Setelah itu, tak ada lagi pertentangan. Kami terlibat percakapan panjang soal sekian kejadian di negeri ini yang ternyata semuanya mereka ciptakan. Politik yang karut marut. Ekonomi yang ketar ketir. Kenyamanan yang naik turun. Semuanya.
“Itulah kenapa anak-anak kecil yang terpilih untuk mengatur itu semua. Mereka lebih murni dalam bermain. Belum ada keberpihakan soal benar atau salah, dalam otak mereka hanya bersuka-suka. Setelah besar, warga pulau ini hanya boleh menikmati hidup, di sini, karena semuanya terpenuhi. Guru yang berada di tengah itu, hanya mengawasi, dan setiap hari orangnya berganti. Jadi, ada atau tidak dia di sana, juga tidak begitu berpengaruh.”
Aku mengangguk-angguk. Aku semakin tertarik untuk masuk lebih dalam, bahkan aku ingin sekali melihat langsung anak-anak itu memainkan perannya membuat negeri ini seperti tidak punya arah. Setidaknya hal itu akan menambah keyakinanku kalau negeri ini memang butuh orang dewasa. Setelah itu, mungkin akan kutulis dan menjadikannya cerita pendek. Terserah ada yang baca atau tidak.
“Sebenarnya, dari mana kau dapat cerita soal Pulau Merah ini?” tanyaku pada pemandu ketika kami tinggal berdua di sebuah rumah panggung yang lain, yang diberikan dua lelaki tadi sebagai tempat istirahat.

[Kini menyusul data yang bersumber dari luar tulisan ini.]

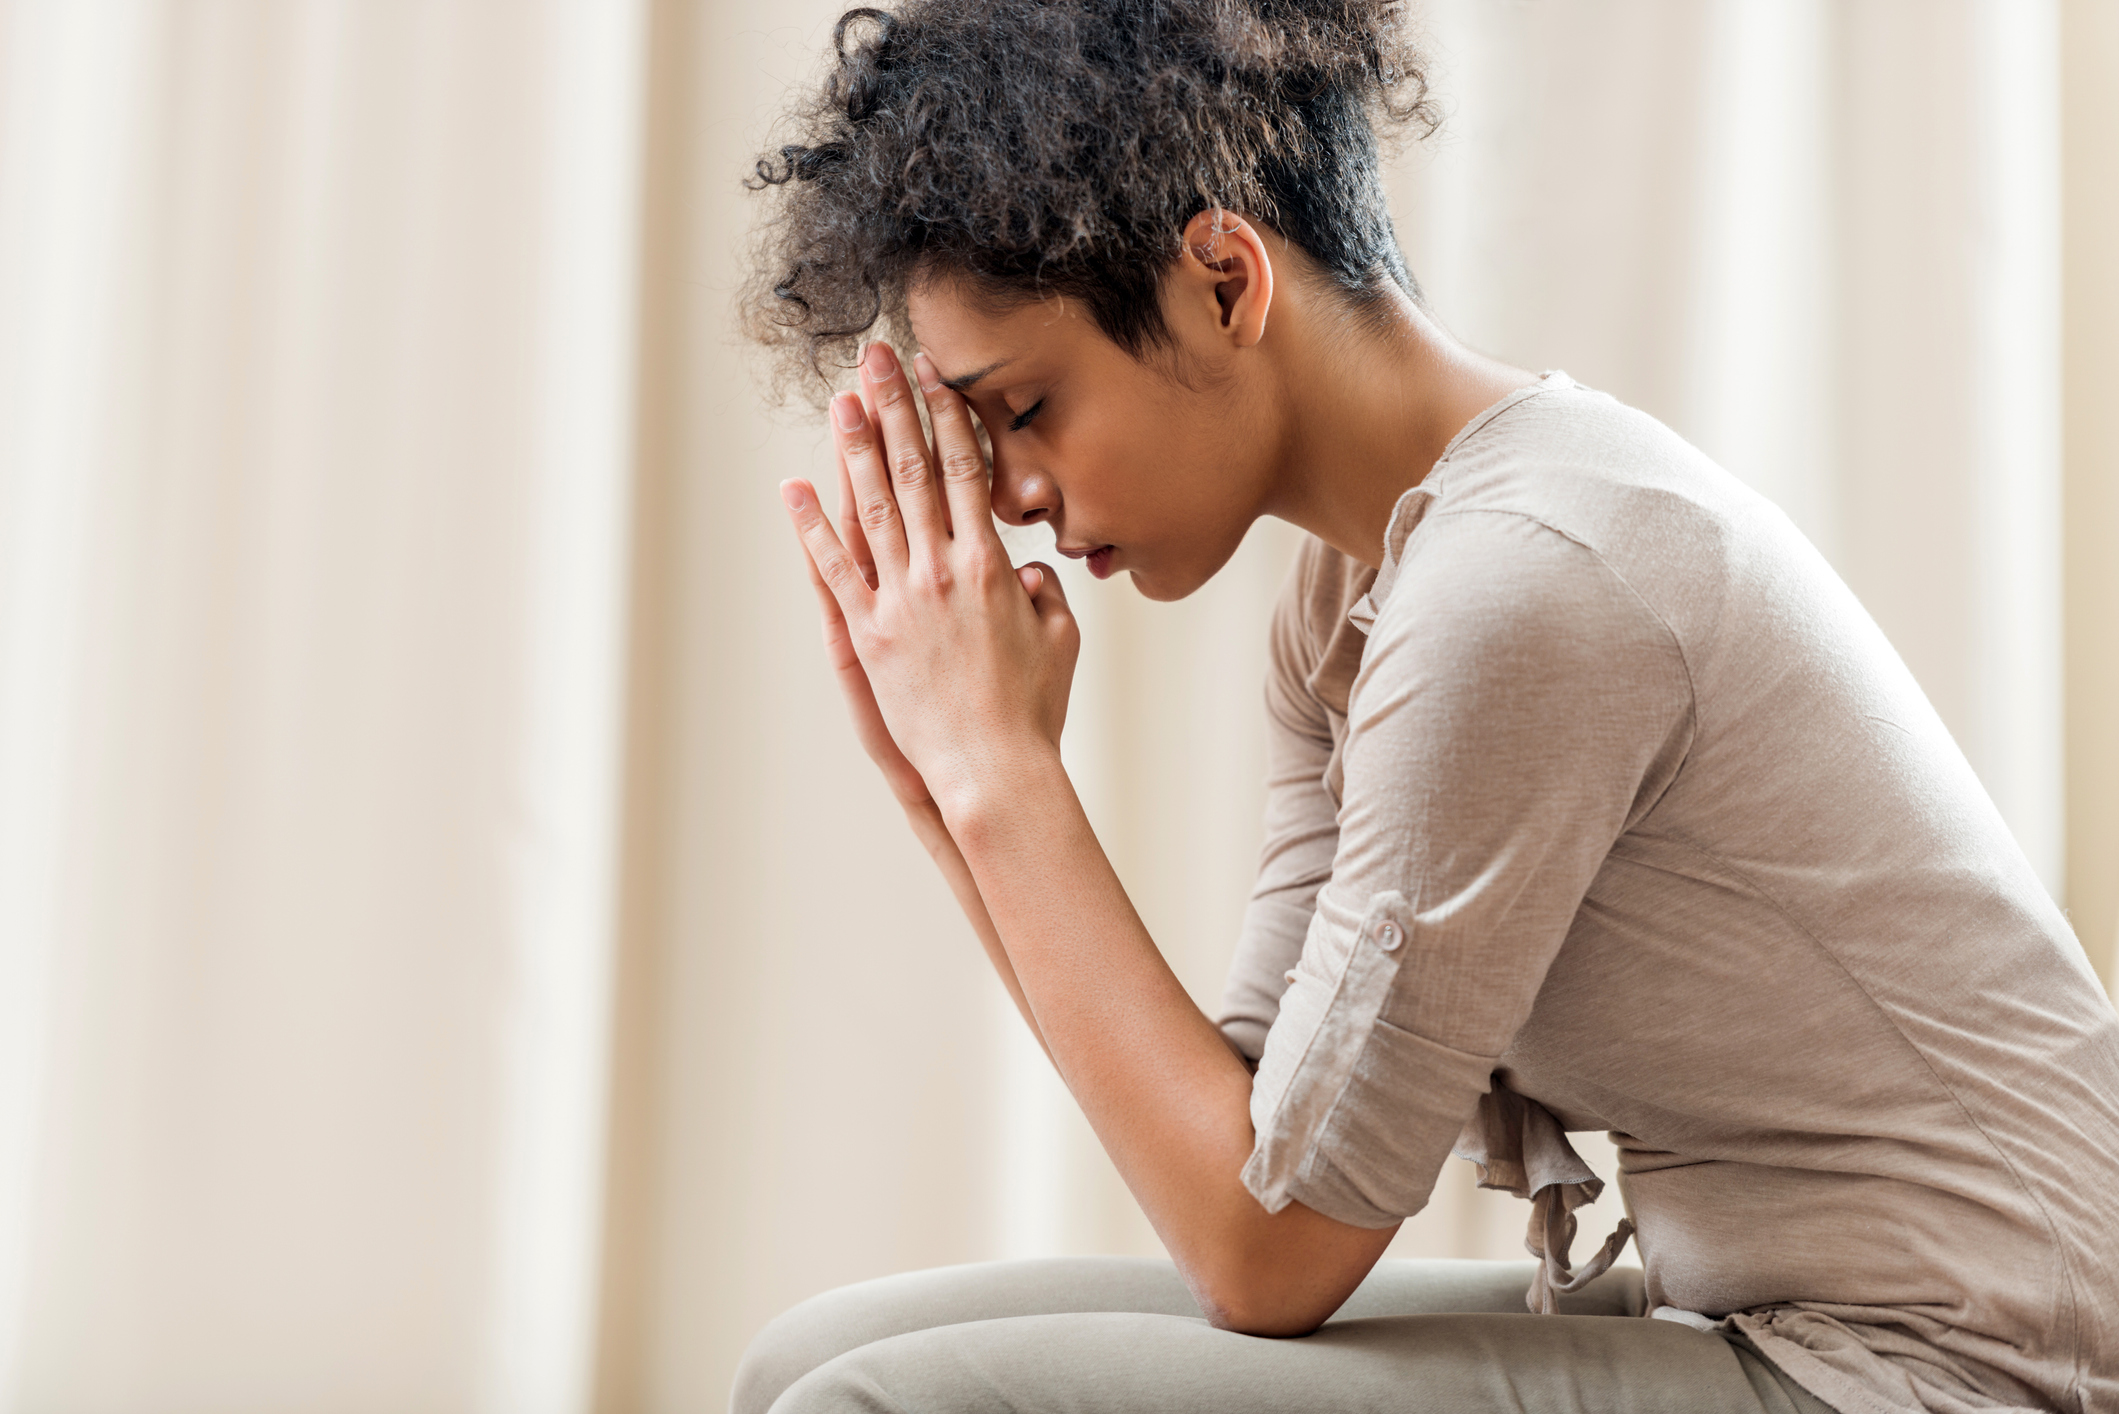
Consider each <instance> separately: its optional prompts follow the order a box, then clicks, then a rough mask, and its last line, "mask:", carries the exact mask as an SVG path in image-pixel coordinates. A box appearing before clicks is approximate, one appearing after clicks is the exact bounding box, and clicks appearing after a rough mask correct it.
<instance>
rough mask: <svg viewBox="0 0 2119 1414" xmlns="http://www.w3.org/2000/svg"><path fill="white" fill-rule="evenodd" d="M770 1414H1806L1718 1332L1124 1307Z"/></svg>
mask: <svg viewBox="0 0 2119 1414" xmlns="http://www.w3.org/2000/svg"><path fill="white" fill-rule="evenodd" d="M771 1410H773V1414H854V1412H860V1414H886V1412H888V1414H949V1412H964V1414H973V1412H979V1414H985V1412H990V1410H1009V1412H1013V1414H1191V1412H1199V1414H1208V1412H1212V1414H1312V1412H1316V1414H1369V1412H1375V1414H1386V1412H1388V1414H1621V1412H1623V1414H1810V1408H1808V1406H1803V1403H1797V1401H1795V1399H1793V1397H1791V1395H1788V1393H1786V1391H1782V1389H1780V1386H1778V1382H1771V1380H1765V1382H1759V1380H1755V1378H1752V1374H1750V1372H1748V1369H1746V1365H1744V1363H1740V1359H1738V1353H1735V1350H1733V1348H1731V1346H1729V1342H1725V1340H1723V1338H1719V1336H1712V1333H1704V1331H1695V1329H1691V1327H1685V1325H1676V1323H1670V1321H1642V1319H1627V1316H1532V1314H1428V1316H1367V1319H1348V1321H1333V1323H1329V1325H1326V1327H1324V1329H1320V1331H1316V1333H1314V1336H1305V1338H1301V1340H1261V1338H1254V1336H1233V1333H1229V1331H1216V1329H1214V1327H1210V1325H1206V1323H1204V1321H1199V1319H1191V1316H1168V1314H1134V1312H1093V1314H1049V1316H1004V1319H990V1321H975V1323H966V1325H954V1327H937V1329H924V1331H911V1333H905V1336H890V1338H886V1340H877V1342H871V1344H865V1346H860V1348H854V1350H848V1353H845V1355H841V1357H837V1359H833V1361H826V1363H824V1365H820V1367H816V1369H812V1372H809V1374H805V1376H803V1378H801V1380H797V1382H795V1384H790V1386H788V1389H786V1393H784V1395H782V1397H780V1399H778V1403H773V1406H771Z"/></svg>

“Dari cerita pendek terbitan koran ibukota, beberapa tahun lalu. Aku suka ceritanya, aneh dan tak masuk akal, sampai kuhafal setiap hurufnya. Bagiku, cerita itu sanggup membuat orang tertarik untuk mencari tahu. Makanya kusebarkan, seakan-akan itu memang ada meski aku belum pernah melihatnya langsung,” katanya sambil rebahan.
“Hebat pengarangnya itu sampai aku juga tergoda, siapa namanya?”
“Ini kalau kau mau baca, sengaja kugunting koran itu dan kubawa ke mana-mana,” katanya sambil mengeluarkan lipatan koran yang lusuh dari dalam dompetnya.
Kusambar kertas yang dimaksud. Beberapa huruf telah memudar, mungkin karena lipatan dan juga umurnya yang memang sudah tahunan, tapi masih tampak jelas judulnya: Dongeng Pulau Merah. Nama pengarangnya: namaku!
“Tunggu dulu, sekarang tahun berapa?”
Pemandu yang kutanya sudah tidur. Aku langsung keluar menuju tengah kampung yang ada mimbar kayunya. Dan, semua anak-anak yang memegang komputer jinjing itu tertawa melihat kehadiranku. Kurang ajar!